Plain English: “If HTTP traffic goes to port 80 and the URI contains ‘/admin’, raise an alert with this message.”

---

SID Ranges (Cheat Sheet)

Keep SIDs organised to avoid clashes:

1–999,999 → Reserved for official/public rulesets (e.g. Emerging Threats).

1,000,000–1,999,999 → Your custom rules.

2,000,000+ → Rarely used, sometimes by vendors or researchers.

👉 Tip: Create your own numbering scheme. Example:

1000000–1000099 → HTTP rules

1000100–1000199 → DNS rules

1000200–1000299 → SSH rules

---

Testing Your Rule Safely

1. Add rule to local.rules:

/var/lib/suricata/rules/local.rules

2. Test syntax before restarting:

sudo suricata -T -c /etc/suricata/suricata.yaml -v

3. Restart Suricata:

sudo systemctl restart suricata

4. Generate test traffic (visit site, run curl, or replay a PCAP).

5. Check alerts in:

/var/log/suricata/fast.log

✅ Always test in a lab or with PCAPs before putting rules into production.

---

Avoiding Common Mistakes

Reusing SIDs → Always pick unique IDs.

Not updating rev → Increment when you edit a rule.

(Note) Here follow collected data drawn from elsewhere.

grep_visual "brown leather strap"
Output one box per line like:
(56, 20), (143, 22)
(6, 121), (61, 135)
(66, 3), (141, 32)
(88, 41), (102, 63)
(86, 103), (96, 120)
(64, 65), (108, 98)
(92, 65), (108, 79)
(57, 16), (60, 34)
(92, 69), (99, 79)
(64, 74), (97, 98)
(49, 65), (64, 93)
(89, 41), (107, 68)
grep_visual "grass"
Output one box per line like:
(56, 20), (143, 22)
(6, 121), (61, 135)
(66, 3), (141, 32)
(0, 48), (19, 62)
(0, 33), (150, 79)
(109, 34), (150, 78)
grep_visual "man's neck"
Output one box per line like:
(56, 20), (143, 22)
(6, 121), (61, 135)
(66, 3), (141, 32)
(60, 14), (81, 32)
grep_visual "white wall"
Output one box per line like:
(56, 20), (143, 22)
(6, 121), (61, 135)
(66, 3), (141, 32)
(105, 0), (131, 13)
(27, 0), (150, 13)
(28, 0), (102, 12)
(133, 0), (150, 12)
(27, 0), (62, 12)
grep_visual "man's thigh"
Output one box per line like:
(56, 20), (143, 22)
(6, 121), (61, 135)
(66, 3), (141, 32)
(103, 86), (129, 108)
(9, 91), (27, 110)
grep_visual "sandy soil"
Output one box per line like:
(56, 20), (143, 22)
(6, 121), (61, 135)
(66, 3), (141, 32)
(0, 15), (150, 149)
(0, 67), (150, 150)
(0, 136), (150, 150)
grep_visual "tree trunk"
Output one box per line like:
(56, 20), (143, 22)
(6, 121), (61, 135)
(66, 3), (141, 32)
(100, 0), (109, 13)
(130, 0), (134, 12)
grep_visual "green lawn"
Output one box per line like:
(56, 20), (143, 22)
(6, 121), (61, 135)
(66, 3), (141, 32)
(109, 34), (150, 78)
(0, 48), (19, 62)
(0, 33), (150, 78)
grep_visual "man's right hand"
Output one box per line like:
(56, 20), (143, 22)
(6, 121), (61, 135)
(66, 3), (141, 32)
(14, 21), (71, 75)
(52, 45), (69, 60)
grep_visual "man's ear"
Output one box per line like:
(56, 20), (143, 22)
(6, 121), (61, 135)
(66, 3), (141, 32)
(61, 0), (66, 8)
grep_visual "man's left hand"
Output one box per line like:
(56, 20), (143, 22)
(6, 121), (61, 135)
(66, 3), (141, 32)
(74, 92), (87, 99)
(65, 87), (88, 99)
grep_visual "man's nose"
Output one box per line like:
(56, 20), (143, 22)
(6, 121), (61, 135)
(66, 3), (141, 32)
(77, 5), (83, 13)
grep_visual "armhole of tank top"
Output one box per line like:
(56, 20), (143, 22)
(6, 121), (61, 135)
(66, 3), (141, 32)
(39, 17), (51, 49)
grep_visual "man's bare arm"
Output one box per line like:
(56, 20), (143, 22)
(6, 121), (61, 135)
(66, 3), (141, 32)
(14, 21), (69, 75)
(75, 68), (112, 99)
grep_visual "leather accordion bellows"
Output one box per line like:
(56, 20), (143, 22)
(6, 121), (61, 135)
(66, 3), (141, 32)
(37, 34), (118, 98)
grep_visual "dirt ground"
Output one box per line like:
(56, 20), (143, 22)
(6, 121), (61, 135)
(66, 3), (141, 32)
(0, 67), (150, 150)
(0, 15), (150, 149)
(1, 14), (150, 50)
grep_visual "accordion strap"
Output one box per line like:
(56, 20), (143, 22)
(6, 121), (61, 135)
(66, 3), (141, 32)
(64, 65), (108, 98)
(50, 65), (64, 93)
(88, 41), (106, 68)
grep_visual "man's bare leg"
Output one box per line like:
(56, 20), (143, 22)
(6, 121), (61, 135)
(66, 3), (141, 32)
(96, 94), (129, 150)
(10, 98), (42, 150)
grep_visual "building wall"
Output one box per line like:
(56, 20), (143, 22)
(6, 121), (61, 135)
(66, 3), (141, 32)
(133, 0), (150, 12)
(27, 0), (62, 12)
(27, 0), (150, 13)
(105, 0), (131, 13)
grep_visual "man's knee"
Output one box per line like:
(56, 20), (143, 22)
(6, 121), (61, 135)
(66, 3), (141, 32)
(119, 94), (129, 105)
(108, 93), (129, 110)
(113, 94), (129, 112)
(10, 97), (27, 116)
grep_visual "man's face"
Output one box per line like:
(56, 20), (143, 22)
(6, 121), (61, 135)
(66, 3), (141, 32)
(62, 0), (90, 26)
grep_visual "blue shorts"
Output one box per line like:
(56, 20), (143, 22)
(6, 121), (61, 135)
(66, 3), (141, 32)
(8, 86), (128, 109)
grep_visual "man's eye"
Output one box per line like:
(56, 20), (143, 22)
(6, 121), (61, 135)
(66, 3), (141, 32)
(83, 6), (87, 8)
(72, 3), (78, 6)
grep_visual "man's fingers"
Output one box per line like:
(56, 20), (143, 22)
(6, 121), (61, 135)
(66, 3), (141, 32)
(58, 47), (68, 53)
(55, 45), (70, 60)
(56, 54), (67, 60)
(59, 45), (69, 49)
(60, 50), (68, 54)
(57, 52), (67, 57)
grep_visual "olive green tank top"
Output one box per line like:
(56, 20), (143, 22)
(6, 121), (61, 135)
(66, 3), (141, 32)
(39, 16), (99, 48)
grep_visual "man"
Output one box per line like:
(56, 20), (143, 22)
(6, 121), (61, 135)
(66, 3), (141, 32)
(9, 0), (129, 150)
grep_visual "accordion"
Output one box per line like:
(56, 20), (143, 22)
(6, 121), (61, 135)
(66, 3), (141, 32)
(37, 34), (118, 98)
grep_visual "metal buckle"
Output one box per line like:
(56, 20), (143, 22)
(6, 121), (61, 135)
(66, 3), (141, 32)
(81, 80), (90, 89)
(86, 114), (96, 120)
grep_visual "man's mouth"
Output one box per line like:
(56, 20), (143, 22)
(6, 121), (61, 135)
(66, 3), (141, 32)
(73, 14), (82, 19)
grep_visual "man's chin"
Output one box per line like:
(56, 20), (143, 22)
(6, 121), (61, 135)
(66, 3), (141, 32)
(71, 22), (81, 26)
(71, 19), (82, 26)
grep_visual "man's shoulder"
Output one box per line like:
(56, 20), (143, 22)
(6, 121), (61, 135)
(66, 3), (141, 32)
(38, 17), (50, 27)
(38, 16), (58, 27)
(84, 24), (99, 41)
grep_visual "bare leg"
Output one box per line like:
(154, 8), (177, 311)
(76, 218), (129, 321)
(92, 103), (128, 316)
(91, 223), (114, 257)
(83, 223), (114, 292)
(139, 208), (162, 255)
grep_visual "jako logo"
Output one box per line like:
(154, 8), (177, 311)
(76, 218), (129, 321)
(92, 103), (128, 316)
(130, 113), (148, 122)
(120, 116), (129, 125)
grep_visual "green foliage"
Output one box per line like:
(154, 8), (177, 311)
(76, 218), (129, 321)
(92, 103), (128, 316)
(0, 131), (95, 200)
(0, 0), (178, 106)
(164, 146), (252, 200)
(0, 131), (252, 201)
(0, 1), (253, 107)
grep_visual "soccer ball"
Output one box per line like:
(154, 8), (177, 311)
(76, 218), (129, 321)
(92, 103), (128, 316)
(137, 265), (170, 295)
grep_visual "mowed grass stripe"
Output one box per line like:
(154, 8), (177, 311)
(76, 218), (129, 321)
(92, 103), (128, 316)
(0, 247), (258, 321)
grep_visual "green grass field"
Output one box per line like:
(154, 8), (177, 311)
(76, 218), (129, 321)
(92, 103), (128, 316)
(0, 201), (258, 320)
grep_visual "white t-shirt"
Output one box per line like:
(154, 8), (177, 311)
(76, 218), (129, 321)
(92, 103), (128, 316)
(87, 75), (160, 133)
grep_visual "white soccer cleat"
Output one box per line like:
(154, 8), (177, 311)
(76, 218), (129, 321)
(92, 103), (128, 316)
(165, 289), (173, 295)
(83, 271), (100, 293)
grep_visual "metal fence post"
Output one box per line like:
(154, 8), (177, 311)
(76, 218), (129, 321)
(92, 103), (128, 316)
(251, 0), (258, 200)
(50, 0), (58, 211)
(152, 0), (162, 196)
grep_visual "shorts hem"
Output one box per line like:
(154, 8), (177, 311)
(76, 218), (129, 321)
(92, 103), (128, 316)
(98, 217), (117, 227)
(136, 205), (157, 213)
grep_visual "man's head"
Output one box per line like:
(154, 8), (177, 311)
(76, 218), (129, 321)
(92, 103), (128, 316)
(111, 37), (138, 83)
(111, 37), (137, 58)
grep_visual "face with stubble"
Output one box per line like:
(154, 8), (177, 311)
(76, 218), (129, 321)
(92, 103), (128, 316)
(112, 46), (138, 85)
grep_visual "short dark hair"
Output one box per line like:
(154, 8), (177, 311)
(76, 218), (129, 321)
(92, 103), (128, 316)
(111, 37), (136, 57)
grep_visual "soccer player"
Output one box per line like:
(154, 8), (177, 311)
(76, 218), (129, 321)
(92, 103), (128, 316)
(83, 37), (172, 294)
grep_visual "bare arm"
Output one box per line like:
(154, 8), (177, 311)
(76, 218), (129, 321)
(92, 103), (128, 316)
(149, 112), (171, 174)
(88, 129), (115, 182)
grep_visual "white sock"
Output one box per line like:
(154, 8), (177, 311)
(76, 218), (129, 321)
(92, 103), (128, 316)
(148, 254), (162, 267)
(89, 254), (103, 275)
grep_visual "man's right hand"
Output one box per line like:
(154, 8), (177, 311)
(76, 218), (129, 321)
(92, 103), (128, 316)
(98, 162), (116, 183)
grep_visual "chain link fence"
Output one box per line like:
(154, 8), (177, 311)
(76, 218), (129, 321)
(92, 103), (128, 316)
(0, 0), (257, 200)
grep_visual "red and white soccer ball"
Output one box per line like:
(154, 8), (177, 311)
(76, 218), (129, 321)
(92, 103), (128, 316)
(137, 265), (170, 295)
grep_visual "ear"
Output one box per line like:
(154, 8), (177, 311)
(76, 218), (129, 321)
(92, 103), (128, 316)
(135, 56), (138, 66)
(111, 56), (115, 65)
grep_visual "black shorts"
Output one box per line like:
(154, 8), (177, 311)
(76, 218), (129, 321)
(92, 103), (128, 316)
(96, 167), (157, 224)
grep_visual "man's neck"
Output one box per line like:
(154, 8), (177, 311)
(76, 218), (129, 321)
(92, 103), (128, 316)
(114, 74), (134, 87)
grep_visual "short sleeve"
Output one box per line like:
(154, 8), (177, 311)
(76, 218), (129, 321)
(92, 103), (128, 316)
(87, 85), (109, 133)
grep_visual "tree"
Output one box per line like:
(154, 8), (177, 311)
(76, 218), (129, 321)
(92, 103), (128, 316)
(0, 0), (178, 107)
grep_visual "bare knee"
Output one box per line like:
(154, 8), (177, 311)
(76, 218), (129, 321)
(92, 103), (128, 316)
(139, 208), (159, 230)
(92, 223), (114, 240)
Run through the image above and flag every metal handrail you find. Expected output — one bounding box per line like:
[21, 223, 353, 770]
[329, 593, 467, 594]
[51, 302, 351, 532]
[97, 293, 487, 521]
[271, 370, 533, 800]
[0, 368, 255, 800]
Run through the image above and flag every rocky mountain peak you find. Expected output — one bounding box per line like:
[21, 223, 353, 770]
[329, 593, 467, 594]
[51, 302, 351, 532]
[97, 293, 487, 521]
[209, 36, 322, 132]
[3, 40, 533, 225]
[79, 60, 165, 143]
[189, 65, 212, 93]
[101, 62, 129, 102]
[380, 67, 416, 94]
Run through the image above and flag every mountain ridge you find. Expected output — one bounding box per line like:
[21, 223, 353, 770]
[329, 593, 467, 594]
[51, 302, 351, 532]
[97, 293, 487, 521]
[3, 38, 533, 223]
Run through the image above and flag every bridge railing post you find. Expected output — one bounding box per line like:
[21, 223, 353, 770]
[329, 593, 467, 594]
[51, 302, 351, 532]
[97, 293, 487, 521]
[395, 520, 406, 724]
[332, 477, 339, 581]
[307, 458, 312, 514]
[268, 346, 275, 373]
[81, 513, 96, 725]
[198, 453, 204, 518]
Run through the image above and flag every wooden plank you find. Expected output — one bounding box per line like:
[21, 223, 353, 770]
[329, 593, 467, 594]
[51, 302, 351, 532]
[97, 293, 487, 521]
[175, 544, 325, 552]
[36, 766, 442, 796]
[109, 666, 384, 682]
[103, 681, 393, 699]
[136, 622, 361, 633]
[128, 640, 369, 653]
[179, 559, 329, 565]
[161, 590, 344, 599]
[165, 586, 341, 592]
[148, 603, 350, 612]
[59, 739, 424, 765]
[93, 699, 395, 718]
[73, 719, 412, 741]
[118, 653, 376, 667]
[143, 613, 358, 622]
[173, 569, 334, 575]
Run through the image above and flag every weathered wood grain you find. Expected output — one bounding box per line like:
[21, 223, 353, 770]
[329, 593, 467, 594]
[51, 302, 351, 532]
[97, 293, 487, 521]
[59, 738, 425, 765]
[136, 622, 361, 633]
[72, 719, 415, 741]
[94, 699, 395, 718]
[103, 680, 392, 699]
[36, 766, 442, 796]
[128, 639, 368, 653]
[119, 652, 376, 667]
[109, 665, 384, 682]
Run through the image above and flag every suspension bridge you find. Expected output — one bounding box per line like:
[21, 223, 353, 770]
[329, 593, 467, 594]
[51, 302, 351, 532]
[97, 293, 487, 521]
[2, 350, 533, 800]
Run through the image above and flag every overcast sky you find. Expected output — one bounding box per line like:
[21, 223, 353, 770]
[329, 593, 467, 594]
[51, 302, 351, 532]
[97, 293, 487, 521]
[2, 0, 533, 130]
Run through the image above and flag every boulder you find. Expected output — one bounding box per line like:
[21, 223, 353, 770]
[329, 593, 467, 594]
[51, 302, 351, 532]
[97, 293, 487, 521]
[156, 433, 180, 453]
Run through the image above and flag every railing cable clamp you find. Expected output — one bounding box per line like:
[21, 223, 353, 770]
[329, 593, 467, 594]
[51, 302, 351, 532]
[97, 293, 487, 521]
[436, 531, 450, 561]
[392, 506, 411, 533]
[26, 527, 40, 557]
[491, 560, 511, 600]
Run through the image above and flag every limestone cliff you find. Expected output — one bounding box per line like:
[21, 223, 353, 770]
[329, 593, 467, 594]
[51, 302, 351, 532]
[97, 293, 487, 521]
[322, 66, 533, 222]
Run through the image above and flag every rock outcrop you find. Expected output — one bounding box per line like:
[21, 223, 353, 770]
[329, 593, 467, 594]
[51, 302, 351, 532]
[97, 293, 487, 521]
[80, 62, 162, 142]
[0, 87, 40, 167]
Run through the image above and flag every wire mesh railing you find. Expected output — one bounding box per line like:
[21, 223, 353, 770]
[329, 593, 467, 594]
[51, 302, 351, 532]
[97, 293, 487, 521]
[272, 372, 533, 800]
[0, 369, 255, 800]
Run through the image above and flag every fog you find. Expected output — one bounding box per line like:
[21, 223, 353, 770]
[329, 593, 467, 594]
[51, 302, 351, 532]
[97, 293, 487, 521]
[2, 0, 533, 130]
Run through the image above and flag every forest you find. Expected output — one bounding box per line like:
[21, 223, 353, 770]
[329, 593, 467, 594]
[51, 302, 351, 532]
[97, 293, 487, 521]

Rules that are too broad → Avoid any any -> any any.

Overusing any → Be specific with ports/protocols.

Testing on live systems → Use a lab or PCAPs first.

Performance issues → Keep rules simple and targeted.

Vague msg values → Be descriptive so alerts are meaningful.

---

Next Steps

Now that you’ve written and tested your first rules, here’s how to keep going:

1. Stay organised

Keep all custom rules in:

/var/lib/suricata/rules/local.rules

Track your SIDs to avoid duplicates.

2. Learn from existing rules

Check the Emerging Threats Open ruleset.

Study how experienced rule writers use keywords.

3. Experiment

Try new keywords like dns_query, http_host, or pcre (regex).

Build rules step by step, testing as you go.

4. Use PCAPs for safe testing

Replay packet captures to check if your rules trigger.

5. Keep learning

Docs: https://suricata.io/documentation/

Rulesets: https://rules.emergingthreats.net/

---

👉 Bottom line: Suricata rules are just structured “if-then” statements for network traffic. Start simple, be specific, and test carefully. With practice, you’ll go from “dummy” rules to powerful detections tailored to your network.